Investigating reactive lesions of the lungs, including follicular bronchitis, lymphocytic interstitial pneumonia, and nodular lymphoid hyperplasia, one follicular bronchitis case displayed a known PTEN mutation [12]. In silico prediction and immunohistochemistry confirmed the potentially damaging effect of this mutation leading to PTEN expression loss in the lymphoid compartment. The same mutation was also detected in two other cases of our PMZL cohort. Importantly, within a follow-up period of 12 years this former patient is still alive and without evidence of lymphoma or other tumors. The identical mutation has been observed by us in a case of follicular conjunctivitis [12]. This mutation in both cases is to be considered somatic and not-germline derived due to relatively low VAF and confinement to lymphoid cells based on the immunohistochemical appearance. These two identical observations in extranodal follicular hyperplasias tempt us to speculate whether “clonal lymphopoiesis” exists, and if such PTEN mutant subclones may foster follicular hyperplasias in general, and extranodal follicular hyperplasias in particular. At the very least, these observations in reactive lesions underscore once again the fact that detection of mutations outside a proper clinic-pathologic context is of little diagnostic value.
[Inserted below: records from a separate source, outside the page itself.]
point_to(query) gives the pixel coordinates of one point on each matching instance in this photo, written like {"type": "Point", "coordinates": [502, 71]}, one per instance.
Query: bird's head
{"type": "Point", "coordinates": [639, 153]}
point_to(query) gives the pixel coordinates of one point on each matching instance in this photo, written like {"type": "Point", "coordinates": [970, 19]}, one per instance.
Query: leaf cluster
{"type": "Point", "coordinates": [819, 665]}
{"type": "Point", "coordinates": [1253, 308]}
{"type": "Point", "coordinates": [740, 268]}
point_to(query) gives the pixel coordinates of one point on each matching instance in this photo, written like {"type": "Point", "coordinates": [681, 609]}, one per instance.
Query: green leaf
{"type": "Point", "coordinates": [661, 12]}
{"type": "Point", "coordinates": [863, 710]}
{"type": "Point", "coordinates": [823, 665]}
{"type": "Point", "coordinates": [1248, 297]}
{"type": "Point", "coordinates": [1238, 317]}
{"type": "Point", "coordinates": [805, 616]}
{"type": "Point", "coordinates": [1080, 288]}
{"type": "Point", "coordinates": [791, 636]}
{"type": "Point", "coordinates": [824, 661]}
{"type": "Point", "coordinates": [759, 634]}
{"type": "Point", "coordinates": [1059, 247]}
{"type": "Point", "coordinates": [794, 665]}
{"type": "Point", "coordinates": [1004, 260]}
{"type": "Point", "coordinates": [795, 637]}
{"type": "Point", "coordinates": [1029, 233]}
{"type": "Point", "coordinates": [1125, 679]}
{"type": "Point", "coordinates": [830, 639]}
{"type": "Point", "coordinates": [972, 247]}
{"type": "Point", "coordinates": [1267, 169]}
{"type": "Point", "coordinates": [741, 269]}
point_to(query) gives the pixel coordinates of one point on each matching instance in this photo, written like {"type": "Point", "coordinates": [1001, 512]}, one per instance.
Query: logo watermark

To conclude, this study consolidates our knowledge on the genetic landscape of PMZL. It confirms the hypothesis that EMZL rely on and cluster around different signaling pathways, some of which are characteristic for their primary site of origin. It brings evidence that PMZL and primary pulmonary DLBCL are probably not related, and confirms the tumorigenic role of EBV in LyG, “substituting” for –especially immune escape- gene mutations.